Tuesday, March 1, 2016

Effects From Severe Anxiety

     Often a panic attack an anxiety attack are used to describe the same thing, yet they are very different. I'v had both and I also get depressed to the point of a mental breakdown. Aside from OCD and Social anxiety I also suffer from something I like to keep from people even myself, MDD Major depression disorder. The thoughts never stop, no matter how happy I may seem. I may in fact need to start taking my medicine once again, because I don't have time to care for myself.

     Work is what usually helps me with my depression because it keeps me busy, but with the problems I have been having more are being adding on. I stay because I'm comfortable there, it's hard for people to understand what I have and why they can't just treat me like a sack of shit, suicidal thoughts never leave my mind which for me is one thing I really don't want to admit to, but hey I'm still here. This post is becoming hard to type but it's just like every other day, I have to power through it.

     When I explain to people why I can't do simple tasks they tell me I ask for petty, and that I want sympathy, or attention. They don't realize how hard it truly is for me to admit that I'm weak. If it things hadn't been pushed to the point to where I had to explain why, I wouldn't mention it. I hate sympathy, it just makes me feel even worse. I don't want people to feel sorry for me and treat me any different than what they were before the point of fining out. Nothing about me has changed other than the knowing of a disorder. If people would just take the time to understand rather than to point fingers maybe my anxiety wouldn't be at this point. It's getting worse everyday, because I am surrounded by people who you rather push me over the edge than to pull me up.

     OCD isn't what many think it is. Yes I am a bit picky at how things are placed, but that alone isn't OCD. Obsessive compulsive disorder means you feel like you need to repeat something until it feels right, or reoccurring thoughts that you try ever so hard to get rid of, but you can't. Do you know what it's like to think every day that your closest of friends don't want anything to do with you? My OCD isn't terribly bad but still enough I struggle with it on a daily basis. My biggest problem with OCD would be the unwanted thoughts, some of the things that stick in my mind I don't even know how they came about.

     Social anxiety is exactly what it sounds like. Sometimes it becomes hard for me to look the very few people I trust in the eyes. I'm very quite, and avoid talking to people as much as I can. I remember just a few weeks ago I was at walmart with my my and she wasn't paying attention to the greeter who had asked us how we were doing, I just looked at him and shrugged my shoulders, it was humiliating. On top of that an intense worry of him thinking I was rude overwhelmed me, and by the time I got the courage to answer it would have been awkward to say anything. A lot of times when I do talk to people I trust or feel comfortable talking to I always feel the need to explain myself, even if there isn't anything to explain. I like being in public but I don't like being around people. It's hard to explain but I'm very claustrophobic so any chance I get to get out or away from my normal surroundings I will take it.

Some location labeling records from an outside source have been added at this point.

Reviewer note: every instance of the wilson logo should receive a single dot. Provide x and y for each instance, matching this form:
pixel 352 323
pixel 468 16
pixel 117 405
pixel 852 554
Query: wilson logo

     Here lately I'v been struggling with my depression, I feel unwanted, like everyone hates me, like everything is my fault, which when put in perspective at least in my eyes, it really does seem like everything's been my fault. I don't like mentioning to people when I'm struggling like this but most of the time when I do I'm ignored making everything just dandy, not really, but I need some sense of humor embedded withing these articles. It looks like I pulled through this breakdown or panic attack or what ever you want to call it, I just hate being in that state of mind.

     Severe Anxiety typically comes with depression, the way these two disorders effect me I guess depends on the day. Here lately my insomnia has been pretty bad, I can go to bed at 10-11 but wont actually get to sleep until 4-5 in the morning if I even get to sleep. When I do fall asleep I often have night terrors, I use to wake up, not screaming because I have trained myself to be as quite as a rogue. Really though I don't make a lot of noise even when walked, I am often told I need a bell, I don't want to be noticed.

     Aside from having problems with sleeping, I also often fear someone is out to get me or is watching my every move. I become irritable and tend to overreacted to meaningless situations. If more of those I am around would understand this is out of my control. Than maybe I wouldn't get in as depressed of a state as I get in, and they could help reassure me and pick me up when I'm in this state. It isn't hard to do just don't provoke me to think you are out to get me or that I'm unwanted. The same day I was told be the manager I needed to answer the phone she had also said that I was unless filling in for people who knew how to. Funny thing is not many people there have as bad of anxiety as I do and can answer the phone. One person isn't that big of a difference plus I have a valid reason for why I can't.

     I know this post may seem a bit unorganized but I have a difficult time keeping a straight thought.